Des scènes de lynchages perpétrées en pleine rue et filmées par les bourreaux n’échappent pas aux enfants de tous les âges. Au fil des jours, des mois et des années, ces derniers ont vécu ces scènes comme une pratique normale dans un pays ou l’Etat n’existe que dans les manuels de droit. Loin de condamner les exécutants de ces basses œuvres, ils sont plutôt honorés par certaines franges des élites politiques et économiques faisant d’eux des héros adulés par des enfants plus jeunes qui rêvent de devenir les héros de demain.
Voilà comment Haïti est en train de s’enfermer dans une spirale de violence nourrie au quotidien par des acteurs sociaux au dessein inavoué. Qu’est-ce qui est fait jusqu’à présent pour freiner cette descente aux enfers ? Pas grand-chose. Au contraire, l’industrie du crime se renforce de plus en plus. Un jeune délinquant a plus de chance de faire embaucher actuellement qu’un jeune professionnel diplômé
Plus d’armes et de munitions arrivent sans cesse dans nos ports. Les rares interventions des autorités concernées consistent à montrer des armes saisies mais très rarement les trafiquants sont mis aux arrêts. Est-ce une volonté affirmée de l’Etat de réduire les chances du pays de se relever en offrant à la jeunesse aucune perspective d’avenir ou plutôt sommes-nous descendus trop bas dans l’échelle de la déchéance qu’il nous est impossible de remonter la pente ?

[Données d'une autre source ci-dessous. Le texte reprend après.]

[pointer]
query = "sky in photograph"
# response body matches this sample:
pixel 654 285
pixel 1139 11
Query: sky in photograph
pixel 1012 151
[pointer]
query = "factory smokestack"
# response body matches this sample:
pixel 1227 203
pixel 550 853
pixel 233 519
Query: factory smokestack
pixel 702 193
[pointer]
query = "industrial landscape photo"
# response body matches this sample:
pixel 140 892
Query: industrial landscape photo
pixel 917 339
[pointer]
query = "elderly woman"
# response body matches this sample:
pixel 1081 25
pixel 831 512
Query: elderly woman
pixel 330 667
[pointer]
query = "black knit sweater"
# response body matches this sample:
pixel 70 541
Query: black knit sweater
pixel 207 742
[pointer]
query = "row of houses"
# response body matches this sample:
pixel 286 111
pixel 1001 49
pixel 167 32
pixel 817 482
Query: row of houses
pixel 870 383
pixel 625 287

A cette dernière, je réponds par la négative. Il n’est jamais trop tard pour un peuple désireux de décider de son destin. Nous irons aussi loin que notre motivation nous emmène moyennant que nous choisissions nos priorités et que nous nous attelions a les mener à terme. Pour Haïti, une des principales priorités devrait être la relève de nos institutions à commencer par la famille.
La famille est la cellule souche de la société. Toute transformation en profondeur de la société doit tenir de la famille comme élément fondamental de la société. A cote de l’école, la famille est le premier instrument de socialisation de l’individu. Les chefs de familles sont responsables avant tout autre autorité de la direction que leurs progénitures devraient suivre pour pouvoir maintenir l’équilibre social. Et l’Etat s’assurera que la famille est dotée des moyens pour lui permettre d’élever dans les meilleures conditions ses membres.
Si la famille et l’Etat haïtiens ne font pas en sorte d’accorder leur violon pour permettre une interaction plus harmonieuse du social, la situation de fragilité socio-économique dans laquelle pataugent 90 à 95% des jeunes du pays risque de compromettre l’existence même de la société toute entière dans un avenir pas trop lointain. Car, comme une arme à double tranchant, cette fragilité peut rendre les jeunes disponibles tant pour les meilleures opportunités professionnelles que pour des activités criminelles, selon le mot de M. Mesny Manigat.